Before the start of the Olympic marathon, the athletes do a bit of nervous jogging around, but almost no one does more than 10 minutes of easy running plus one or two accelerations up to race pace. This is enough of a warm-up for these runners to handle a 5-minute-per-mile pace for the first mile. A similar routine will get you to the starting line prepared to handle your goal marathon race pace.
Your Pacing Strategy
Assuming that you have a time goal for the marathon, how should you go about trying to achieve that time? Some marathoners go out hard and then try to hang on as well as possible in the second half. Others try to run an even pace throughout. A few take it easy early on and then run the second half faster. Let’s consider the physiology of the marathon and the implications for your optimal pacing strategy.
In chapter 1, you saw that your marathon pace is very close to your lactate-threshold pace, which is determined by your oxygen consumption at your lactate threshold and your running economy. If you run faster than your lactate-threshold pace, then lactate accumulates in your muscles and blood; the hydrogen ions associated with the lactate deactivate the enzymes for energy production and make you slow down. When you exceed your lactate-threshold pace, you also use more glycogen, so your limited glycogen stores are depleted more quickly than necessary.

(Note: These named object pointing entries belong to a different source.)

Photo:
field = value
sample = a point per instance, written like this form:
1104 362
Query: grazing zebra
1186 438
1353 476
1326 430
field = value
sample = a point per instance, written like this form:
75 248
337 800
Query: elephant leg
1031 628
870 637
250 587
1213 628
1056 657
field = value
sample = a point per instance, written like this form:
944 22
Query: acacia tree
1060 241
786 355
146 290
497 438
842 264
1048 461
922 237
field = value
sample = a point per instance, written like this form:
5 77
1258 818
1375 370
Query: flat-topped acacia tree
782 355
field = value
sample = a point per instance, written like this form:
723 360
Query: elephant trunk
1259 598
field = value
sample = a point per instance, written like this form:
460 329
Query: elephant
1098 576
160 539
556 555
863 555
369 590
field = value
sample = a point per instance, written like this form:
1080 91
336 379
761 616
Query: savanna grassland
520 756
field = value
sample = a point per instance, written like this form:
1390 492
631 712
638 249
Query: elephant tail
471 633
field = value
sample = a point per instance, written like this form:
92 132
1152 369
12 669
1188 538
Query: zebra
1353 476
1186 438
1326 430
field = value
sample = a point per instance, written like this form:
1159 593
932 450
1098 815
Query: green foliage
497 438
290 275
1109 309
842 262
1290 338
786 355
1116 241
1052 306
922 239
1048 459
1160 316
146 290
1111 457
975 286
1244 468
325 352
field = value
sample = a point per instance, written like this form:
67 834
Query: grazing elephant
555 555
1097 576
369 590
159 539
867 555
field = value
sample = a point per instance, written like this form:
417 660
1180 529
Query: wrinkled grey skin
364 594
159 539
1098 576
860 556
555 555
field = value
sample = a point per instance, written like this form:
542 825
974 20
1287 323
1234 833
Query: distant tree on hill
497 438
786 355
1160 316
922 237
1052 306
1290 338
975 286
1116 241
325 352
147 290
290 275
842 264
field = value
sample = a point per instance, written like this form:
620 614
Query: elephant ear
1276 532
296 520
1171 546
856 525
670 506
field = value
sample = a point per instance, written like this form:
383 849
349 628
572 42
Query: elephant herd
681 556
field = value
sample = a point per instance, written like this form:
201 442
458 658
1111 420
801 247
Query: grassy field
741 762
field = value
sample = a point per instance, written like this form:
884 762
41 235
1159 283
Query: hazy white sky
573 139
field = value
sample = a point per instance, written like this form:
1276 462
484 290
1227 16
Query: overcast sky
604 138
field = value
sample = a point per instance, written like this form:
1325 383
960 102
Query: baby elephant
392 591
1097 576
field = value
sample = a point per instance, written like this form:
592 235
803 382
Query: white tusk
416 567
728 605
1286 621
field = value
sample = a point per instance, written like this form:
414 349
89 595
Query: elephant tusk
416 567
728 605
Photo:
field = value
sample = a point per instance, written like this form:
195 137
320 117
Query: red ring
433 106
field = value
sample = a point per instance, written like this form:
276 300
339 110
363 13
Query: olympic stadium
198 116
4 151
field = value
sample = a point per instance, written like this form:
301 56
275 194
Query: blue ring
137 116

These basics of marathon physiology indicate that the best strategy for the marathon is relatively even pacing. If you run much faster than your overall race pace for part of the race, then you’ll use more glycogen than necessary and will likely start to accumulate lactate. If you run much slower than your overall race pace for part of the race, then you’ll need to make up for this lapse by running faster than the most efficient pace for another portion of the race. The optimal pacing strategy, then, is to run nearly even splits, taking into account the idiosyncrasies of the course you’ll be running.